Changing field value types

By default, Examine will store values into the Lucene index as "Full Text" fields, meaning the values will be indexed and analyzed for a textual search. However, if a field value is numerical, date/time, or another non-textual value type, you might want to change how the value is stored in the index. This will let you take advantage of some value type-specific search features such as numerical or date range.

There is some documentation about this in the Examine documentation.

The easiest way to modify how a field is configured is using the ConfigureNamedOptions pattern like so:

using Examine;
using Examine.Lucene;
using Microsoft.Extensions.Options;
using Umbraco.Cms.Core;

namespace Umbraco.Docs.Samples.Web.CustomIndexing;

public class ConfigureExternalIndexOptions : IConfigureNamedOptions<LuceneDirectoryIndexOptions>
{
    public void Configure(string name, LuceneDirectoryIndexOptions options)
    {
        if (name.Equals(Constants.UmbracoIndexes.ExternalIndexName))
        {
            options.FieldDefinitions.AddOrUpdate(new FieldDefinition("price", FieldDefinitionTypes.Double));
        }
    }

    // Part of the interface, but does not need to be implemented for this.
    public void Configure(LuceneDirectoryIndexOptions options)
    {
        throw new System.NotImplementedException();
    }
}

This will ensure that the price field in the index is treated as a double type (if the price field does not exist in the index, it is added).

Changing IValueSetValidator

An IValueSetValidator is responsible for validating a ValueSet to see if it should be included in the index. For example, by default the validation process for the ExternalIndex checks if a ValueSet has a category type of either "media" or "content" (not member). If a ValueSet was passed to the ExternalIndex and it did not pass this requirement it would be ignored.

The IValueSetValidator is also responsible for filtering the data in the ValueSet. For example, by default the validator for the MemberIndex will validate on all the default member properties, so an extra property "PhoneNumber", would not pass validation, and therefore not be included.
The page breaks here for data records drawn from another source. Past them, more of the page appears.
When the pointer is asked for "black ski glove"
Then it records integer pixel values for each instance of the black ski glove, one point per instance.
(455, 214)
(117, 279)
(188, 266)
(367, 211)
The IValueSetValidator implementation for the built-in indexes, can be changed like this:

using Examine.Lucene;
using Microsoft.Extensions.Options;
using Umbraco.Cms.Core;
using Umbraco.Cms.Infrastructure.Examine;

namespace Umbraco.Docs.Samples.Web.CustomIndexing;

public class ConfigureMemberIndexOptions : IConfigureNamedOptions<LuceneDirectoryIndexOptions>
{
    public void Configure(string name, LuceneDirectoryIndexOptions options)
    {
        if (name.Equals(Constants.UmbracoIndexes.MembersIndexName))
        {
            options.Validator = new MemberValueSetValidator(null, null, new[] {"email"}, null);
        }
    }

    // Part of the interface, but does not need to be implemented for this.
    public void Configure(LuceneDirectoryIndexOptions options)
    {
        throw new System.NotImplementedException();
    }
}

Remember to register ConfigureMemberIndexOptions in your composer.

Creating your own index

The following example will show how to create an index that will only include nodes based on the document type product.

We always recommend that you use the existing built in ExternalIndex. You should then query based on the NodeTypeAlias instead of creating a new separate index based on that particular node type. However, should the need arise, the example below will show you how to do it.

Take a look at our Examine Quick Start to see some examples of how to search the ExternalIndex.

To create this index we need five things:

  1. An UmbracoExamineIndex implementation that defines the index.

  2. An IConfigureNamedOptions implementation that configures the index fields and options.

  3. An IValueSetBuilder implementation that builds index value sets a piece of content.

  4. An IndexPopulator implementation that populates the index with the value sets for all applicable content.

  5. An INotificationHandler implementation that updates the index when content changes.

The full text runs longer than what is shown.